The results come on the heels of what had been a slow increase in confidence in the U.S. economy during the past year, with 45 percent of respondents believing the state of the economy would improve in the firm's spring survey, compared to just 31 percent in the fall of 2012 and 25 percent in the summer of 2012.
"The declining confidence and uncertainty in the performance of our economy shouldn't be surprising given the recent gridlock surrounding our nation's budget and debt ceiling negotiations," said Stephen Chipman, chief executive officer of Grant Thornton. "It's time for our country's political leaders to embrace a long-term budget solution combined with comprehensive tax and entitlement reforms in order to remove the largest obstacles to business uncertainty and position the United States for a sustained economic recovery."
Notably, 24 percent of CFOs cited funding the government and/or replacing across-the-board spending cuts known as "sequestration" as their most important legislative priority, while 24 percent point to the need for reforming the tax code.
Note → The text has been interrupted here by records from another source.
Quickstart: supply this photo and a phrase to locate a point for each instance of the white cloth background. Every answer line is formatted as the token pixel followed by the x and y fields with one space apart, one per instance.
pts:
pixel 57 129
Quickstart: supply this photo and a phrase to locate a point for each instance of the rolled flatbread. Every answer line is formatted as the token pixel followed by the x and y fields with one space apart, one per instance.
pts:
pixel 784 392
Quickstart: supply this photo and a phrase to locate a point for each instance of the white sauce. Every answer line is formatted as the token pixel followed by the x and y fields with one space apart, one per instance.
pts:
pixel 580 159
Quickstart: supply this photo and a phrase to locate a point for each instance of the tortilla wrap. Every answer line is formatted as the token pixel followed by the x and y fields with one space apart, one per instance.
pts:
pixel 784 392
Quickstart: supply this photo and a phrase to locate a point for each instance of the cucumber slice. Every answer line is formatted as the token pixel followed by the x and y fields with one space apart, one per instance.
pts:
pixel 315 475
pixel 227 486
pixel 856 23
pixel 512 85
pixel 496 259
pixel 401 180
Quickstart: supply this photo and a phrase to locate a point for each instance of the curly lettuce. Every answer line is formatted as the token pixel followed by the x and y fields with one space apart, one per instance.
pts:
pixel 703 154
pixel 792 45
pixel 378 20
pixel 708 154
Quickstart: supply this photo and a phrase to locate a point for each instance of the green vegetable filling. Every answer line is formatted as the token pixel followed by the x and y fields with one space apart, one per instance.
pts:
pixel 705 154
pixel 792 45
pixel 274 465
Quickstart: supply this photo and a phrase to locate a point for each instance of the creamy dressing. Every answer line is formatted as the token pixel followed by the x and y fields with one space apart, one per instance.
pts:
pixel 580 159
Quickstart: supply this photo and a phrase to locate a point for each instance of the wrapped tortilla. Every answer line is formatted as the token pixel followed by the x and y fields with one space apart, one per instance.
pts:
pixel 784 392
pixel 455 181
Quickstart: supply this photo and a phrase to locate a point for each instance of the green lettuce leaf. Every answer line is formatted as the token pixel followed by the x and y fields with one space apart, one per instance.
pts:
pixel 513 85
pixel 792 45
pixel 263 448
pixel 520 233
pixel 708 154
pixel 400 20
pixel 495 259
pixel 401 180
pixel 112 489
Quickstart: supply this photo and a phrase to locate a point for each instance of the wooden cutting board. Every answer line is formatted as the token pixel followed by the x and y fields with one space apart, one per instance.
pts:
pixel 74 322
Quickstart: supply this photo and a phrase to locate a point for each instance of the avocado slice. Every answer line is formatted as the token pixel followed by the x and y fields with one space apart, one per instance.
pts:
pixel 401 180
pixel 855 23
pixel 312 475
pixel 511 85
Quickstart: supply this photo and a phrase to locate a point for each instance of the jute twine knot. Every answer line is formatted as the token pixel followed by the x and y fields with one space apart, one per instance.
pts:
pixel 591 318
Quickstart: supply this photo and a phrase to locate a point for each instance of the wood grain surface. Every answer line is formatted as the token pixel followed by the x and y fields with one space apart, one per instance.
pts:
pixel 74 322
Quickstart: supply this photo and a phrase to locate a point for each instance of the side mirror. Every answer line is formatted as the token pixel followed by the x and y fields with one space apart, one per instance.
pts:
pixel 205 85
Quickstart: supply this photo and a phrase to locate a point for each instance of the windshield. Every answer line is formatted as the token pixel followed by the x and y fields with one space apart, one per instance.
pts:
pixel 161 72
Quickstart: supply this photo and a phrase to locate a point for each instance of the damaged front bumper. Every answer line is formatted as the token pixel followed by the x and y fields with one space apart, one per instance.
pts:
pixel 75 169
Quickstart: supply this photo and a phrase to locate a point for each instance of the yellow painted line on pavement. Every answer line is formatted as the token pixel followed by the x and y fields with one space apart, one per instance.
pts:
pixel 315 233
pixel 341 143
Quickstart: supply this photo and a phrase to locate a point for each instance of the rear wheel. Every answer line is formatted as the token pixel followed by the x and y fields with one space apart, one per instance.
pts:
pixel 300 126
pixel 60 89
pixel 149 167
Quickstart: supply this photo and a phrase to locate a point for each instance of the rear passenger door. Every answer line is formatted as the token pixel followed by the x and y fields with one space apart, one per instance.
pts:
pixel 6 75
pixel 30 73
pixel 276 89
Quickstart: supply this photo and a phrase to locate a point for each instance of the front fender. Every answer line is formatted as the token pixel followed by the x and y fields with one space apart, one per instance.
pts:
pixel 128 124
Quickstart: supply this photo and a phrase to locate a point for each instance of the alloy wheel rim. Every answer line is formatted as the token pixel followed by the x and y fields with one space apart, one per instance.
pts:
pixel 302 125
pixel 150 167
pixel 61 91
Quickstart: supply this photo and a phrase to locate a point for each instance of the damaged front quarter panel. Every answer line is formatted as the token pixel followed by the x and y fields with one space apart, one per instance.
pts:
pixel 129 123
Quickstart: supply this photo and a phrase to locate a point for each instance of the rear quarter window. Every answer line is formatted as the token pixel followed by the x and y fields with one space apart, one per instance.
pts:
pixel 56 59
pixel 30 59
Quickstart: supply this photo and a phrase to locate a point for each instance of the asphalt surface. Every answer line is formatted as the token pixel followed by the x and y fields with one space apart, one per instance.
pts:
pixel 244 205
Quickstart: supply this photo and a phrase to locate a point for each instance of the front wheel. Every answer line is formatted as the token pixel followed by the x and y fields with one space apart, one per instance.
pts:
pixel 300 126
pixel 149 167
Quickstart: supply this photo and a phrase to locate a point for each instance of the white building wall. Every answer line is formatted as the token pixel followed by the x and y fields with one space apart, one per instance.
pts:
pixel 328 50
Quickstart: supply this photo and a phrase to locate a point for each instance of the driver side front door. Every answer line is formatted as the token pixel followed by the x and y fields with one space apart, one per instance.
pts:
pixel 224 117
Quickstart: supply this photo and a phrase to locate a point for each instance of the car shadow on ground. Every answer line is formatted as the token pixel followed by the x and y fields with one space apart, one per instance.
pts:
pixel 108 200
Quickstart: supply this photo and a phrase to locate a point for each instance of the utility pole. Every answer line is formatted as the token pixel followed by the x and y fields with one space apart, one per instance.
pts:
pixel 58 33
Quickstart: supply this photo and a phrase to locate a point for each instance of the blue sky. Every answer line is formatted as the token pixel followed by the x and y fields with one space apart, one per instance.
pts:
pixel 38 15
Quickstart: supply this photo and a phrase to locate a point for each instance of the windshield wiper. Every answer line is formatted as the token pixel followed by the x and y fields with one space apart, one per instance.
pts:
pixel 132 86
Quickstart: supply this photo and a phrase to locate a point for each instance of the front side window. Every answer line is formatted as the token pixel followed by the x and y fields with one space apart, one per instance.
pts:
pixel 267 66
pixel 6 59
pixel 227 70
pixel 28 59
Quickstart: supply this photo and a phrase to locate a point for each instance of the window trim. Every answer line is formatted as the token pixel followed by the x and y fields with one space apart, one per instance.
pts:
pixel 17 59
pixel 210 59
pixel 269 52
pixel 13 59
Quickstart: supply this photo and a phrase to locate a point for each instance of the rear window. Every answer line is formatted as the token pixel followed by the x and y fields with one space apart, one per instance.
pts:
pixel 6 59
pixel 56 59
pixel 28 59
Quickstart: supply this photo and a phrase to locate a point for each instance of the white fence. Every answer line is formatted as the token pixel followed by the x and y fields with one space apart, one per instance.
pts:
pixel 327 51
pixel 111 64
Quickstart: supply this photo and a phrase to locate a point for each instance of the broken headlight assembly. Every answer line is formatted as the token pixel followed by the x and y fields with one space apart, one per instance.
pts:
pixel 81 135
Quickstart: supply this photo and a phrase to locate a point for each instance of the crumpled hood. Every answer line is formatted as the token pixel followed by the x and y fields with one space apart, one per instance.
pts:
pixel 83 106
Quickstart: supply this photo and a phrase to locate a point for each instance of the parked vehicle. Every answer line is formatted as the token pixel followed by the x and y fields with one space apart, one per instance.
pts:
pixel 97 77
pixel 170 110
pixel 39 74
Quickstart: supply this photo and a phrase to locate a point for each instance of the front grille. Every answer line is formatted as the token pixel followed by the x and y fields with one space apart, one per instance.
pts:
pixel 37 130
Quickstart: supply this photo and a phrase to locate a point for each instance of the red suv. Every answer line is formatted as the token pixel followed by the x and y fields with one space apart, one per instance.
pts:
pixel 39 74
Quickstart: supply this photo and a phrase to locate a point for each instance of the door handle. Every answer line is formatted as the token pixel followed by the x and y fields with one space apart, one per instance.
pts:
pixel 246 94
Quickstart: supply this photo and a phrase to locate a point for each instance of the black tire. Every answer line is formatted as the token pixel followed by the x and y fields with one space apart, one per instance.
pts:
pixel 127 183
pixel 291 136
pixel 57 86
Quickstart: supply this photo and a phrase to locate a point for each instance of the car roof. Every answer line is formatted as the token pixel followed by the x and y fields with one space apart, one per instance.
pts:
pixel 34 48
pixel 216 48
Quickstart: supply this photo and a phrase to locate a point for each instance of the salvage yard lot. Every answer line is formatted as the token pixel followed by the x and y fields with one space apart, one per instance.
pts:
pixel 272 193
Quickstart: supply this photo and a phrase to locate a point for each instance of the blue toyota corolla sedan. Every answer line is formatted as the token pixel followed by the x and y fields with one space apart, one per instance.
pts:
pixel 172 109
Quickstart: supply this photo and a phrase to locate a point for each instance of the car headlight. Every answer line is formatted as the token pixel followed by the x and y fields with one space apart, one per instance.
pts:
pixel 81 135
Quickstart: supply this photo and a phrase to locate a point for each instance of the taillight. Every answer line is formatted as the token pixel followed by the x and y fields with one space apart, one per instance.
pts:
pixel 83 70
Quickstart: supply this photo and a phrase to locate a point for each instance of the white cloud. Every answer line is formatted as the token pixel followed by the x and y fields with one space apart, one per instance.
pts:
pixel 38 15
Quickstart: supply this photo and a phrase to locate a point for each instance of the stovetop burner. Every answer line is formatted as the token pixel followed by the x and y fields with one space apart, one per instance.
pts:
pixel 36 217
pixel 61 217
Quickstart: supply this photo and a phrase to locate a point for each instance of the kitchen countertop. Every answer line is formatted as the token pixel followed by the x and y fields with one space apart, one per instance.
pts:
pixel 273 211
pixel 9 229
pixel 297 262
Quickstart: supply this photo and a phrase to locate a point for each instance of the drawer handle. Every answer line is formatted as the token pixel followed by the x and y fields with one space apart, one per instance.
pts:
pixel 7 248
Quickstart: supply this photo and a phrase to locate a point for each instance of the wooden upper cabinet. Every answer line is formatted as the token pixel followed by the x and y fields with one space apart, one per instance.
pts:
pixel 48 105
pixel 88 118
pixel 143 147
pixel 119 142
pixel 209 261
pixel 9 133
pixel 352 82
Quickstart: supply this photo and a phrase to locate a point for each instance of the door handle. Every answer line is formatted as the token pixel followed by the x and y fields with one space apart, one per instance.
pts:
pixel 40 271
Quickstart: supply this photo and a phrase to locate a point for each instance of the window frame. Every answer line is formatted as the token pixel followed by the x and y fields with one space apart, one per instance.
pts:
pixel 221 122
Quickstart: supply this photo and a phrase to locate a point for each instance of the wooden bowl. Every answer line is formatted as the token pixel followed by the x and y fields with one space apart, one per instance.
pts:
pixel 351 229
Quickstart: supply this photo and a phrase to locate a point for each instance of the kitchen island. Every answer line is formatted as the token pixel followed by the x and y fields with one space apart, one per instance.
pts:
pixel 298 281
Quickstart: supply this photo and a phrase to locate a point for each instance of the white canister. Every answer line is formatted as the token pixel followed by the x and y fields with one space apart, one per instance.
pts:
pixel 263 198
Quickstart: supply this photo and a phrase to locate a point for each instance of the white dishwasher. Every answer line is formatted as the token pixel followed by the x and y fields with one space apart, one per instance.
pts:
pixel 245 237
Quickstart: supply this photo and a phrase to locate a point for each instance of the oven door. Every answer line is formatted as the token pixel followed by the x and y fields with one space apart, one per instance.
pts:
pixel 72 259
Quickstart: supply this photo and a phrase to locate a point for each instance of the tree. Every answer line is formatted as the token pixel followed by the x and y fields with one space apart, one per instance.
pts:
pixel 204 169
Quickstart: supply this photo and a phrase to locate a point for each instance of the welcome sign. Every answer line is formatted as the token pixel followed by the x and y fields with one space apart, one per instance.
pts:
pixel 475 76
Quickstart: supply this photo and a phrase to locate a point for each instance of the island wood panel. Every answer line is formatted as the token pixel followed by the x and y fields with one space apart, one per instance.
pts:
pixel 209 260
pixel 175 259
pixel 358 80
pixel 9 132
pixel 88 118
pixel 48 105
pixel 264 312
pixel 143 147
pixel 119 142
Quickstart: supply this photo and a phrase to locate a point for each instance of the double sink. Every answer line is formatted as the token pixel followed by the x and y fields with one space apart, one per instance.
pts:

Unfortunately, uncertainty extends throughout the survey findings, with 56 percent of those surveyed predicting that industry financial prospects will remain the same or worsen, revealing no change since the spring. The number of CFOs who believe the pricing or fees charged by their industry will remain the same or decrease also remained the same from the spring at 63 percent.
However, when CFOs were asked about employment opportunities in the next six months, 43 percent said their company's headcount would increase or significantly increase, a moderate three-percentage point increase from the spring. In addition, more than two-thirds of CFOs (68 percent) expect the average cost of an employee's salary to increase during the next 12 months, up from 65 percent in the spring.